I'm not saying that these are valid reasons to require disposable batteries, but these are factors that manufacturers look at in deciding which way to go.
I really like FastCPU for PalmOS. I run it on my Treo. Its great to be able to overclock slow apps from 33 MHz to 66 - it makes a helluva difference, and, it doesn't lock up all that often.
The other cool thing about it is that I can underclock things like notepad or "to-do list" so they use less battery power while running.
A handheld is not supposed to replace a computer.

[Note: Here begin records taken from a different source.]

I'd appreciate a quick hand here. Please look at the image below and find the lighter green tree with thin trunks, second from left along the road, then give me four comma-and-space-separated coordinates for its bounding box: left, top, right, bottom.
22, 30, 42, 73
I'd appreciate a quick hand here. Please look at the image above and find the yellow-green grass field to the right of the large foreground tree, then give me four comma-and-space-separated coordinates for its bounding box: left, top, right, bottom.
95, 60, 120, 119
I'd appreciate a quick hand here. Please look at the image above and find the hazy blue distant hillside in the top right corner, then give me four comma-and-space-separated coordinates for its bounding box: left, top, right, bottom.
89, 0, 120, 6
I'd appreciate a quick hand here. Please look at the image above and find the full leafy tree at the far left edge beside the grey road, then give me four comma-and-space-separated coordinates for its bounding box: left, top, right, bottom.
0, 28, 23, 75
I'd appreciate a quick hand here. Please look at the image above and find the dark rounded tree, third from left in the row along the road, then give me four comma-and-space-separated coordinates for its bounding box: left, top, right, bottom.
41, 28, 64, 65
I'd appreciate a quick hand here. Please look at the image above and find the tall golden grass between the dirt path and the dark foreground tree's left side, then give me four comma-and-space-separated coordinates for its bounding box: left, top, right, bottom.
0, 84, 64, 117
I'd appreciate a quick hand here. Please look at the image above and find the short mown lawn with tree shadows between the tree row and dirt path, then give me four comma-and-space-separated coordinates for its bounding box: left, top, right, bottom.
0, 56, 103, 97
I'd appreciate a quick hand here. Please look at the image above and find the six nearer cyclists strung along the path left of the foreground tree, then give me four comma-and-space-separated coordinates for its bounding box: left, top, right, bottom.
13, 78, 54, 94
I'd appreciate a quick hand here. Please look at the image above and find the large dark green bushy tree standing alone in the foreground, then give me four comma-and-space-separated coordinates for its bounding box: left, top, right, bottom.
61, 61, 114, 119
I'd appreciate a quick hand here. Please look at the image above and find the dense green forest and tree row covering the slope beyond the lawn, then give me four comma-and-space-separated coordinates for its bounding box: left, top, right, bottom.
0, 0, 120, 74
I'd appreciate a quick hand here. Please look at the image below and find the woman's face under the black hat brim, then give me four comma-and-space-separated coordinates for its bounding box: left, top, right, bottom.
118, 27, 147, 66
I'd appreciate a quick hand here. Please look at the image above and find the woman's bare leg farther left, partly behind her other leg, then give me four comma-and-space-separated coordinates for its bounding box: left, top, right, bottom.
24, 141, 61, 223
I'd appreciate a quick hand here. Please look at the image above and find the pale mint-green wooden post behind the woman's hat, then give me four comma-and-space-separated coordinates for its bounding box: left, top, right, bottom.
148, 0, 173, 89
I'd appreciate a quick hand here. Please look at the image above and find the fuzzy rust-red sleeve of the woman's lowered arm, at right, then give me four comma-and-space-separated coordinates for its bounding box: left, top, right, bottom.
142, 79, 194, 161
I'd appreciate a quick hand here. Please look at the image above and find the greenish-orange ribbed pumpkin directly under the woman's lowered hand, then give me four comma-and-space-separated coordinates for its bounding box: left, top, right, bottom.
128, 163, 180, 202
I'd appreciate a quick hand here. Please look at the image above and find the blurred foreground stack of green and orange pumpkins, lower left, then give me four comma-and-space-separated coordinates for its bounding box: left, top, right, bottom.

It's supposed to provide useful functions like keeping to-do lists, schedules, phone directories, unit conversion programs, notes, etc. A good handheld design is a carefully engineered compromise between battery life, features, and speed. That's something that Palm and Handspring have pretty much understood. Only when Microsoft entered the market did people start demanding that handhelds come with 200mhz CPUs, ooh-gobs of RAM, and displays that ran the color spectrum from UV to IR.
A handheld is not an MP3 player. It's not a tiny laptop computer. It's not supposed to run X-Windows, FTP, or a web server. It's not supposed to be used for SETI at home, factoring huge primes, or playing first-person shooter games. I want month-long battery life, not a handheld with a heatsink and 10,000rpm fan. Don't screw up the market by demanding things that sway manufacturers to sell toys for geeks rather than tools for professionals.